Camille Vidal-Naquet a filmé un garçon « qui offre son corps », joué par le fiévreux Félix Maritaud.

Félix Maritaud : "Je me suis rendu disponible au personnage", dit le comédien.
Félix Maritaud : « Je me suis rendu disponible au personnage », dit le comédien.

« C’est un personnage imaginaire, il a un oubli de lui-même qui est fort, émouvant, mais qui ne correspond pas à ce que j’ai observé, je trouvais intéressant de montrer un personnage qui est en marge d’une marge », assure le réalisateur Camille Vidal-Naquet, à propos du personnage principal de son premier long-métrage, « Sauvage » (sortie le 29 août). Ce personnage, c’est Léo, 22 ans, mais qui en paraît bien dix de plus, un jeune homme seul, camé, prostitué, clochardisé, défoncé au crack, qui fait le trottoir et dort sous les ponts.

Pour ce rôle, le jeune comédien Félix Maritaud a reçu le Prix de la Révélation à la Semaine de la Critique, au Festival de Cannes, et plusieurs autres prix d’interprétation depuis. « C’est un personnage que j’avais en tête depuis longtemps, ce garçon d’une vingtaine d’années, seul au monde, qui cherche l’amour ; j’avais l’idée d’un marginal, au-dessus des règles, attaché à aucune possession matérielle », ajoute Camille Vidal-Naquet, « J’ai voulu savoir si ce que j’avais écrit était conforme à la réalité ». Le cinéaste a donc pris contact avec une association, « Aux captifs, la libération », et s’est plongé en « immersion » au Bois de Boulogne, pendant trois ans. « Les rencontres nourrissaient l’écriture », dit-il.

L’aide de la Région Grand Est et de la Métropole de Strasbourg

« Sauvage » a ensuite été tourné à Strasbourg : « On a eu l’aide de la Région Grand Est et de la Métropole de Strasbourg, et on a décidé de tout tourner là-bas », précise le réalisateur. C’est ainsi dans les rues strasbourgeoises que l’on suit ce Léo dans son quotidien sinistre, d’un client à l’autre, un vieux veuf, un handicapé, un faux docteur, des pervers qui le violentent… Un paumé formidablement incarné par le fiévreux Félix Maritaud, vu dans « 120 battements par minute » ; alors qu’il allait devenir jardinier à Metz, il avait été retenu pour le casting du film de Robin Campillo.

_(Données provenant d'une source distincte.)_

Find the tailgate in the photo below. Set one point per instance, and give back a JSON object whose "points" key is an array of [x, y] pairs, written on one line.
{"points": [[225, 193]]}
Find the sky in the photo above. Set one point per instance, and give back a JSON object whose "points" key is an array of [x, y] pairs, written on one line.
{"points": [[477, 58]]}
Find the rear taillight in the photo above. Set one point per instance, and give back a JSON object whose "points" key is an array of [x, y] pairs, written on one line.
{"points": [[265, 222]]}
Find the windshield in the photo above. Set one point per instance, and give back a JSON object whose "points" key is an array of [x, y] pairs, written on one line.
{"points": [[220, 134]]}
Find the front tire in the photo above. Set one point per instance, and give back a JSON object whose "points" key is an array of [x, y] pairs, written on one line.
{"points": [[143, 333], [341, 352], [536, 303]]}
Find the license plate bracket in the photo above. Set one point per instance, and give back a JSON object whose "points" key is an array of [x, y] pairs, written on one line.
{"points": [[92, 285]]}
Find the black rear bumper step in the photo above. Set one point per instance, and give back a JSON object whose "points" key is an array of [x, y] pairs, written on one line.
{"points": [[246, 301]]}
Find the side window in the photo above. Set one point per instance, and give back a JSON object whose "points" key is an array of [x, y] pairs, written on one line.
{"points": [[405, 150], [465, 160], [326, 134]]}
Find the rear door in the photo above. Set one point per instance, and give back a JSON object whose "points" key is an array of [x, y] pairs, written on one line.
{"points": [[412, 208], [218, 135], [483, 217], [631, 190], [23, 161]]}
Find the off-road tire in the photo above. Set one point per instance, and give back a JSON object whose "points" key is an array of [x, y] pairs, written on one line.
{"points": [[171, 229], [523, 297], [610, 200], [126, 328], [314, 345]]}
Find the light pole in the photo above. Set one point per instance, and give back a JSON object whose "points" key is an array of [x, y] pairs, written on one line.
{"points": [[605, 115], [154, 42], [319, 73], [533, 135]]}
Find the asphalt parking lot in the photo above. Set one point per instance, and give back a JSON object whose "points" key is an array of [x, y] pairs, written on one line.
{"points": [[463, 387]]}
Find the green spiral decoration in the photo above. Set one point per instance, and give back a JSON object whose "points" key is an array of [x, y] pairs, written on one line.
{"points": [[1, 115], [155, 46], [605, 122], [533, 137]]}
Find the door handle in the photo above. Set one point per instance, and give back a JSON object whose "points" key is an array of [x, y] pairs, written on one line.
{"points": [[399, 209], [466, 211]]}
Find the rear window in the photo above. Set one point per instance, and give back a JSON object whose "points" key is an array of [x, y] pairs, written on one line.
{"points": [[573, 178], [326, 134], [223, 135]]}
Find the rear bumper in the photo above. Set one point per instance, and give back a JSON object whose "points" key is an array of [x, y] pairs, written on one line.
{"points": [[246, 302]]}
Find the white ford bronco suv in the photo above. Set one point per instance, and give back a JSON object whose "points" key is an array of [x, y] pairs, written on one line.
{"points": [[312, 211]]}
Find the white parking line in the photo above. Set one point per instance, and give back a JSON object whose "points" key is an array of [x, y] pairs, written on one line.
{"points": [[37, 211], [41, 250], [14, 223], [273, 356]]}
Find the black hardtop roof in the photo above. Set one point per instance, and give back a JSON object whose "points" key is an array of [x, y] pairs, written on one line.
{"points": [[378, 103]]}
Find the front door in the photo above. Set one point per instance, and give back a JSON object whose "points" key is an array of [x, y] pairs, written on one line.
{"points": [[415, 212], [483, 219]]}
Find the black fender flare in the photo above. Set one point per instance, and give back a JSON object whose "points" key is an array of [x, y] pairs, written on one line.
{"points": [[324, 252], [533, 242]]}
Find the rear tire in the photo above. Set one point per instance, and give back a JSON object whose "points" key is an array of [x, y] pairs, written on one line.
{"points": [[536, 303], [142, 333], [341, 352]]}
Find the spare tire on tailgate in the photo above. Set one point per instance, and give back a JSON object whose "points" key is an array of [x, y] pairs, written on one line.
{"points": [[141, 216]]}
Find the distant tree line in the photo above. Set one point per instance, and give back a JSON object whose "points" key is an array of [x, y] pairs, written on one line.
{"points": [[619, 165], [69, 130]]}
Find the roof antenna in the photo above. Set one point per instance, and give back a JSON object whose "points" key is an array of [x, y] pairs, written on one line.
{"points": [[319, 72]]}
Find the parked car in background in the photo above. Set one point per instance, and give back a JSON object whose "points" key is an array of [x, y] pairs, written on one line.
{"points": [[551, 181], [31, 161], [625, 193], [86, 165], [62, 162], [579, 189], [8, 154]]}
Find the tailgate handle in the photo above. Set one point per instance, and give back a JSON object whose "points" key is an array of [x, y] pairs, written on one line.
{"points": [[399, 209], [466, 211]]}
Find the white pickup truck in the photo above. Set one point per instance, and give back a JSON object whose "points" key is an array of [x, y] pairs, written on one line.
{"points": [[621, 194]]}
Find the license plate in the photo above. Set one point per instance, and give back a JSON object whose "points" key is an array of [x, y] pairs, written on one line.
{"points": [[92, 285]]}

Ici, il prête son physique magnétique à ce garçon « sauvage », qui se laisse manipuler, exploiter, frapper, et survit avec sa « capacité à s’extraire du monde ». « La construction du film est fulgurante, j’ai réussi à capter une essence du personnage à une première lecture, je n’ai pas voulu le mentaliser, ni lui inventer une histoire. Il a une capacité à faire ses propres choix, il est dépendant à sa recherche d’amour mais il y a une espèce de liberté totale de l’être », confie Félix Maritaud.

« Je me suis rendu disponible au personnage, avec une approche très physique, qui est passée par des ateliers de danse, la réactivité du corps avec les émotions, après c’était un truc de concentration, de disponibilité. Dans ce que j’ai pu toucher de ce personnage, il y a une souffrance qui est comme une déflagration de lumière, très dure, mais qui est un épanouissement absolu, c’est beaucoup plus ambivalent que souffrance-bonheur », estime le comédien.

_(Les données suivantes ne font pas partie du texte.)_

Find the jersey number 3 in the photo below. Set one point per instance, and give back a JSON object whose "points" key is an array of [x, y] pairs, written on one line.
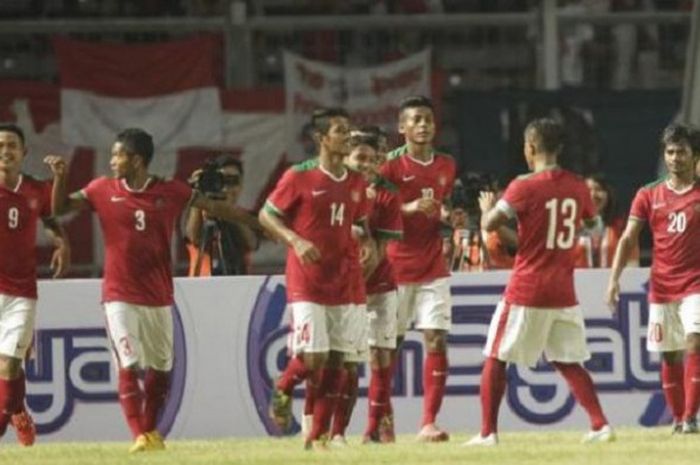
{"points": [[563, 213]]}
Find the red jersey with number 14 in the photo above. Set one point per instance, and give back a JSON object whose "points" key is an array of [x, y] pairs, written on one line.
{"points": [[321, 209], [138, 227], [418, 257], [674, 219], [550, 206], [20, 210]]}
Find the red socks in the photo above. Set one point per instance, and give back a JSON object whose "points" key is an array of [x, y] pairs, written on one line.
{"points": [[155, 386], [493, 386], [434, 379], [672, 384], [131, 400], [294, 374], [692, 385], [582, 387]]}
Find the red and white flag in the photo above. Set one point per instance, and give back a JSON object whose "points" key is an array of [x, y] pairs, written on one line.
{"points": [[169, 89]]}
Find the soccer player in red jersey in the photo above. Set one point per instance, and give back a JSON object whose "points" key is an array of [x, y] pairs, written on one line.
{"points": [[23, 201], [425, 179], [312, 210], [137, 213], [671, 208], [539, 311]]}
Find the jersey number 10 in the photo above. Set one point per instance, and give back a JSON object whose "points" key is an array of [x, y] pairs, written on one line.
{"points": [[563, 213]]}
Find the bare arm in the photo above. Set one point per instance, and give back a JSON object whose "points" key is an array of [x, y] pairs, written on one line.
{"points": [[60, 259], [274, 225], [628, 242], [61, 203]]}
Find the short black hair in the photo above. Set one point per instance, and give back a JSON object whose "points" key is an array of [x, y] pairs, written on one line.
{"points": [[546, 134], [415, 101], [679, 133], [136, 141], [226, 159], [13, 128], [321, 119]]}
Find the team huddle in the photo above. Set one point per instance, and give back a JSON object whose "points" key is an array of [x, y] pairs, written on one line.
{"points": [[365, 264]]}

« Un film qui montre la tendresse entre hommes »

Malgré tout ce qu’il endure, on a parfois du mal à avoir de l’empathie pour ce jeune mec, qui se veut indomptable, jusqu’à sa propre perte, tellement il rejette même les gens qui lui veulent du bien, et le film se fait alors glauque, éprouvant. « Pour ce rôle, il fallait une acceptation totale ou pas, il fallait une adhésion absolue, il fallait un don de soi, une intensité. C’est un film âpre, qui affronte véritablement, il n’y a pas de précautions, tout est montré, il y a des scènes assez dures », dit Camille Vidal-Naquet, « Il y a une espèce de sidération que j’ai essayé de retranscrire. On a l’impression d’un monde dont la société s’est complètement retirée, les garçons se débrouillent entre eux, ils vivent dans l’instant, la ligne du temps est très différente de notre perception, c’est ce qui m’a fasciné ».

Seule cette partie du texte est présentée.